Fala vole jusqu’au panier de fruits et commence à grignoter un abricot pendant que Flanie s’assoit sur le rebord du lit.

— Tu veux en parler ?

— Je voudrais surtout pouvoir passer à autre chose.

— Comme revenir un jour au jardin ? Parce qu’il y a beaucoup de travail.

Eh bien on peut dire que tu n’y vas pas par quatre chemins toi !

— Tu viens de dire que tu voulais passer à autre chose alors je pose des questions pratiques.

Flanie hausse un sourcil interrogateur et nous jauge du regard.

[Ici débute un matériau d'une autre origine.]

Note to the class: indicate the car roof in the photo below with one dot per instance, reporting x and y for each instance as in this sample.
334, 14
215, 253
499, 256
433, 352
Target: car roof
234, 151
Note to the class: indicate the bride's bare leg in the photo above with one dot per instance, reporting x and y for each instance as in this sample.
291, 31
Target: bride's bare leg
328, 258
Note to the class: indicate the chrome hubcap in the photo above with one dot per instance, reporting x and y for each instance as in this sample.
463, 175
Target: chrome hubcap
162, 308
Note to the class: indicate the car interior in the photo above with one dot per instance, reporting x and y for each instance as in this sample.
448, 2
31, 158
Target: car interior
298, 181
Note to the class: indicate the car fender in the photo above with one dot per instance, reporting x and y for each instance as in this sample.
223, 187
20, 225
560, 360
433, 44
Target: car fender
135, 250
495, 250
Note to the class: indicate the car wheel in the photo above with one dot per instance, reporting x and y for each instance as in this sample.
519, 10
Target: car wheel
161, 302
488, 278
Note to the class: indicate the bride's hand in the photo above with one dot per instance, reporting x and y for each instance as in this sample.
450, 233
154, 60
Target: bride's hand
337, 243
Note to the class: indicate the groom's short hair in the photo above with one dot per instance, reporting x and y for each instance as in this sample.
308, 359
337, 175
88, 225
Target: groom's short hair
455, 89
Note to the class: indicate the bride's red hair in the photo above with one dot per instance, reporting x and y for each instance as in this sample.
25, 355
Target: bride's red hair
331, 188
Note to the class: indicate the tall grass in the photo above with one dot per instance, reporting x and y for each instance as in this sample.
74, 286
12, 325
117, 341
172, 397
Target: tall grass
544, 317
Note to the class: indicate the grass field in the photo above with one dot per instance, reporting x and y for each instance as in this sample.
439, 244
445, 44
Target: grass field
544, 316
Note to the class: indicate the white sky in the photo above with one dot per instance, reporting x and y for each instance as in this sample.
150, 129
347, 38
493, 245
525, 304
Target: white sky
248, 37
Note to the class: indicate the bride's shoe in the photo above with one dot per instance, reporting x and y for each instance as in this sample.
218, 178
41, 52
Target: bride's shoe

— Désolée, mais Fala me demande « gentiment » quand je reviendrai au jardin.

— Oh ! Et tu as prévu de le faire ?

— Évidemment, j’adore notre jardin. Je sais que je dois mettre en place un gréos de protection pendant la diffusion des spores de Rial. Je n’ai pas oublié, je n’ai pas envie que tout devienne cendre.

— J’en suis ravie, intervient encore Fala qui engloutit littéralement un deuxième abricot, tu pourrais venir après ton tête-à-tête avec le conseil ? On en profitera pour finir ton encre de contact.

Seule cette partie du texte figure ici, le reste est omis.